Friday, 2 May 2014

The Writer's Voice



Query:

Dear Writer's Voice Coaches,

Seventeen-year-old Jenna Rose is a Majesty, one of the gifted with seriously cool powers. What isn’t seriously cool is the fact she inherited those powers from her dad. And they sent him crazy.

In an attempt to escape his psychotic rage, Jenna and her family move to Delford Valley, a place that teaches and protects people like her. In exchange for her education, all The Valley asks for is one thing: that Jenna trains to serve in the impending war. The ruling family expects unwavering loyalty, and will do anything, and sacrifice anyone, to make sure it stays that way.


The more Jenna trains with her gift though, the stranger things become; someone ransacks her room but the evidence of their search disappears, there are gaps in her memories, and her dreams are so real she nearly drowns in one of them. Then the doll’s head shows up, a marker her dad has found them again. Jenna only has two choices. Stay and train with the risk of going crazy, or face her dad and risk death.

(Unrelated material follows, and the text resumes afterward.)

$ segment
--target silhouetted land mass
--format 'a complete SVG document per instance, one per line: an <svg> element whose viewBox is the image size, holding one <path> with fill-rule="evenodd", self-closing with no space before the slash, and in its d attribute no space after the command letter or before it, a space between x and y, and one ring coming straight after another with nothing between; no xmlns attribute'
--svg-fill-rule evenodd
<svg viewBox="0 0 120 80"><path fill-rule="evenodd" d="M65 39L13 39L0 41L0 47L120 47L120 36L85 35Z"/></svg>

ILLUSION OF A MAJESTY is a Young Adult fantasy, complete at 75,000 words with series potential. It will appeal to readers of Marissa Meyer's The Lunar Chronicles series, and Kiera Cass's Selection series. I am a blogger with Aussie Owned and Read.


250 words:

The box, placed so deliberately on our welcome mat, made my skin prickle the second I opened the front door.

My crazy dad had found us again. We’d made it almost a year this time. But that little box always brought trouble and it meant in a few hours, before morning, we’d be gone. Moved on to the next place, the next school, like we’d never been here at all. 

Damn it, I really liked Botany.

I stepped out onto the dark porch and reached down to pick it up. It was exactly the same shape, weight, and color as every other one before it. Inside would be exactly the same, too. A doll’s body – minus the head. He’d already sent us that.

And I’d hidden it.

I threw a quick glance down the hall to where Mom was watching TV.  If I hid this, too, she’d never know. We could stay in this laid-back beach town. I’d never have to leave my friends or the cheap, old, station wagon she’d bought me to learn to drive in.

Despite that thought, there was a name in this box. Either me, my mom, or my sister Vivien, were about to have some serious bad luck. I had to find out whose name my dad had sent us. Usually the head would be enough to figure out if it was me, because while we all had brown hair, ours eyes were different. Theirs were brown, mine were blue. 

The most recent head had its eyes poked out.